«Dürrenmatt cinéaste»

Caméra-stylo, programme n°97 |

Dürrenmatt «cinéaste»… L’intitulé de ce cycle est donc à prendre entre guillemets. En effet, l’auteur des «Physiciens» n’a pas été à proprement parler un cinéaste. Il n’en reste pas moins qu’il a voué au cinéma, à l’image, un intérêt semble-t-il très marqué, comme en témoignent ses peintures exposées à l’indispensable Centre Dürrenmatt et ses quelques incursions dans le domaine cinématographique, accomplies à titre de scénariste, d’acteur et même de réalisateur.
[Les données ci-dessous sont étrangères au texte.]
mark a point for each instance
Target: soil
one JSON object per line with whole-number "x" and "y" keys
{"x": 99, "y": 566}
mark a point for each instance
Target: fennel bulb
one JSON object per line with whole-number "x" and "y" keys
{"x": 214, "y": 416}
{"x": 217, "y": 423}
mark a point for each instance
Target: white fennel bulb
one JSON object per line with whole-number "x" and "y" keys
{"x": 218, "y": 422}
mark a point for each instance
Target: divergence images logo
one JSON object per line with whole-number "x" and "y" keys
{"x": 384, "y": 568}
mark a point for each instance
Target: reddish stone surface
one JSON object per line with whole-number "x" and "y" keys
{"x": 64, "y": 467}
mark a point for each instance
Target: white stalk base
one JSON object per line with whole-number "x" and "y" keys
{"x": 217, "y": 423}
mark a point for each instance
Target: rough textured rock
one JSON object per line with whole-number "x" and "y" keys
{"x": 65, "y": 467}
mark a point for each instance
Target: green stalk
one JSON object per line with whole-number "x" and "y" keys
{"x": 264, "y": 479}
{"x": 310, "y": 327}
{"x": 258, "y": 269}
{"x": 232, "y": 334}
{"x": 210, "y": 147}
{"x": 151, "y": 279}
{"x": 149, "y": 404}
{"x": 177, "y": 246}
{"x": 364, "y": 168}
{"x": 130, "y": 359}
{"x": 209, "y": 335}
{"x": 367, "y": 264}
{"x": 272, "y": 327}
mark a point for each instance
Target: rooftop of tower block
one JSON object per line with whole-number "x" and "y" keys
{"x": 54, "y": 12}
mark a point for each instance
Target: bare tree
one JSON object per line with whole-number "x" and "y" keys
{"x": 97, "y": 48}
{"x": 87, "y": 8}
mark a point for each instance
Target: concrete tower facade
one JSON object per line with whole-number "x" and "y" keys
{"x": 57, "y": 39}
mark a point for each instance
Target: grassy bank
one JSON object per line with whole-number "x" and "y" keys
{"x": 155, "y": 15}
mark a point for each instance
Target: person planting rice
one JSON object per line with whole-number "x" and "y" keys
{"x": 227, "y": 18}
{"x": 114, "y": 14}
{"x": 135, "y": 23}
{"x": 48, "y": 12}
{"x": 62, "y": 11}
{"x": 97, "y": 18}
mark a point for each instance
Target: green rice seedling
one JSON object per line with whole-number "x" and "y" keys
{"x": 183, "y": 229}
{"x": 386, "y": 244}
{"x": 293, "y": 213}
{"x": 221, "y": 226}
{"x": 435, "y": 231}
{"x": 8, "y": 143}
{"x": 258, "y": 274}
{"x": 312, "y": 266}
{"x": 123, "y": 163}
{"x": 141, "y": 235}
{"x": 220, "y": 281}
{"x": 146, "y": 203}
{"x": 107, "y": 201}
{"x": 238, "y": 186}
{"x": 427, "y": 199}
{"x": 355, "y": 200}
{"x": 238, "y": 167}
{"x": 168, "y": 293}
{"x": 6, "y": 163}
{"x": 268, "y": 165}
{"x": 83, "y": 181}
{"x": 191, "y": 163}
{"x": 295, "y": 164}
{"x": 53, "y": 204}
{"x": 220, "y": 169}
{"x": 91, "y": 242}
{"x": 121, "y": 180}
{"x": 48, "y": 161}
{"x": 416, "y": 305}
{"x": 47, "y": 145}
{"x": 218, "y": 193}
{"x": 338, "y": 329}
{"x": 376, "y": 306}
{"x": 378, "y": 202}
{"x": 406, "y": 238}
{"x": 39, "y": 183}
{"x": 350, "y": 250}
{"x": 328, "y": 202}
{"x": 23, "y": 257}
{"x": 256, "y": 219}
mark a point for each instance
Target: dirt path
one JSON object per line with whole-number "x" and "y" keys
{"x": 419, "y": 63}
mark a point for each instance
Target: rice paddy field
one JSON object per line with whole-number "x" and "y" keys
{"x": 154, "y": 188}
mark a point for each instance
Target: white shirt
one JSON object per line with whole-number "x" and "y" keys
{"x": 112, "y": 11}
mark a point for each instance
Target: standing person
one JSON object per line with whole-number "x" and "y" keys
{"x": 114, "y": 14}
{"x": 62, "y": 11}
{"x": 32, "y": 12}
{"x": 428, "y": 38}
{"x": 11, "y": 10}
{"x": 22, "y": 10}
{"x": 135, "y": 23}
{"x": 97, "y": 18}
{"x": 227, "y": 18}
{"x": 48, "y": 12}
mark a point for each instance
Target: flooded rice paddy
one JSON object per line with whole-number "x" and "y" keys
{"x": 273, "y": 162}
De fait, le passage au cinéma n’a pas dû lui poser beaucoup de problèmes; en expérimentant les formes littéraires les plus variées, l’écrivain s’est en effet déjà servi plus d’une fois de procédés typiques de l’écriture cinématographique: retours en arrière, grossissement des détails, descriptions en mouvement, dialogues haletants, etc.. Cette composante très «cinéma» de son œuvre littéraire explique d’ailleurs sans doute pourquoi près d’une trentaine de cinéastes de tous les pays (Allemagne, Inde, Italie, Sénégal, Union soviétique ou USA) ont adapté, à ce jour et avec des fortunes diverses, ses romans et pièces de théâtre.

Dürrenmatt scénariste

Scénariste, Dürrenmat l’a vraiment été à une seule reprise… En 1957, en répondant au défi lancé par Lazar Wechsler, le producteur en chef de la Praesens Film. Une expérience qui, à la fois, a été la cause d’une grosse désillusion et à l’origine d’un tournant dans sa carrière d’écrivain. Après le traitement indigne infligé à son scénario original («happy end» imposé et moult autres correctifs), Dürrenmat publie en 1958 «La promesse, requiem pour le roman policier» qui rétablit certes sa version, mais résonne surtout comme «l’adieu de l’auteur à un genre romanesque qui lui est familier», un genre qu’il considère comme un «pur exercice de style sans rapport avec la réalité vraie». Bien évidemment, cette conception parodique (qui, dans «La promesse», culmine au final avec le sort administré à l’assassin) se heurte de plein fouet à l’exigence de vraisemblance du cinéma dit «classique». L’accueil réservé à Dürrenmatt par l’industrie cinématographique (et un producteur à la recherche désespérée d’un succès public) a donc peut-être joué un rôle plus important qu’il n’y paraît dans l’évolution littéraire de l’auteur du «Soupçon»!

Frisch, Glauser, Keller

Hélas pour nous, très peu de films tirés de l’œuvre de Dürrenmatt sont encore disponibles en version sous-titrée français. En guise de complément, Passion Cinéma propose deux œuvres passionnantes adaptées de deux écrivains suisses majeurs du XXe, Max Frisch et le très tourmenté Friedrich Glauser, ainsi que l’un des grands chefs-d’œuvre inconnus de notre cinéma, «Roméo et Juliette au village» d’après Gottfried Keller.